Hello, today’s topic is Fannie Mae and Freddie Mac. So far, the tax payers are on the hook for $138 billion in losses to date since the firm started losing money, which has been 14 of the last 15 quarters. So, when people wonder why it’s so difficult to get a mortgage, if you were buying a hamburger from a fast food chain that had lost money for 14 of the last 15 quarters, I’m going to assume that it would be a different experience than if you were buying a hamburger from a fast food chain that was making profits. Personally, I wonder if Fannie Mae and Freddie Mac even want to be in business, and of course, they would not be if it were not for the government taking them into federal receivership.

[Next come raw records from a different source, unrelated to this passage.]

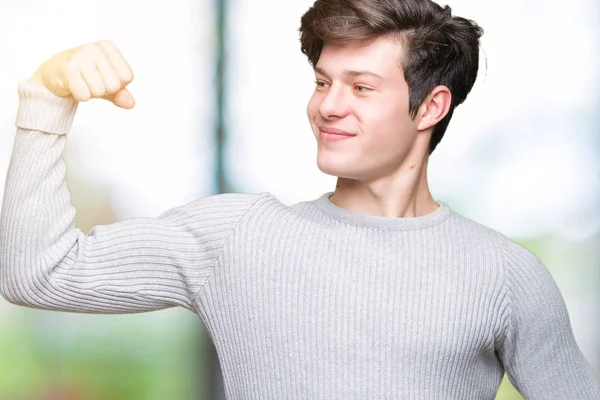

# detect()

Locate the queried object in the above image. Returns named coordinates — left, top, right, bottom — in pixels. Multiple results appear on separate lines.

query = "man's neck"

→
left=330, top=158, right=439, bottom=218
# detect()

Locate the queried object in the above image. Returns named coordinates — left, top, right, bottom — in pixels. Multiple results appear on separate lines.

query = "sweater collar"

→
left=314, top=192, right=453, bottom=230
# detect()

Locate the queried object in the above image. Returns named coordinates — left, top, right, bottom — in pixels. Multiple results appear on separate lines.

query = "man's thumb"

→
left=105, top=89, right=135, bottom=110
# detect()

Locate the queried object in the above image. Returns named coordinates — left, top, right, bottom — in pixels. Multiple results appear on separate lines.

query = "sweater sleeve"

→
left=0, top=83, right=263, bottom=313
left=499, top=241, right=600, bottom=400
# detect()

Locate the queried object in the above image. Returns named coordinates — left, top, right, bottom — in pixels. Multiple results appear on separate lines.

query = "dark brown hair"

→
left=300, top=0, right=483, bottom=154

So, here we now have a government that is talking about potentially privatizing Fannie Mae and Freddie Mac and we, as a country, have been suckling at the government teat since the 1930’s when Fannie Mae and Freddie Mac were first started and started to subsidize interest rates through Fannie Mae and Freddie Mac secondary markets and the implied government guarantee. We’ve had tax write-offs of interest and property taxes and all that factors into prices for real estate.
So now, all of a sudden, after eight decades of big government entry in the mortgage business, now they want to privatize the mortgage industry. I’m not sure where all of this is going to go, but it’s a scary proposition. But understand, when you apply for a mortgage, this is a little bit of the back story about why Fannie Mae and Freddie Mac, who write all of the rules for the banks to follow, are cracking down on mortgage guidelines and making it so difficult. Clearly, it’s not a secret to the state of the current industry and this is one part of it. More to follow in a future video blog.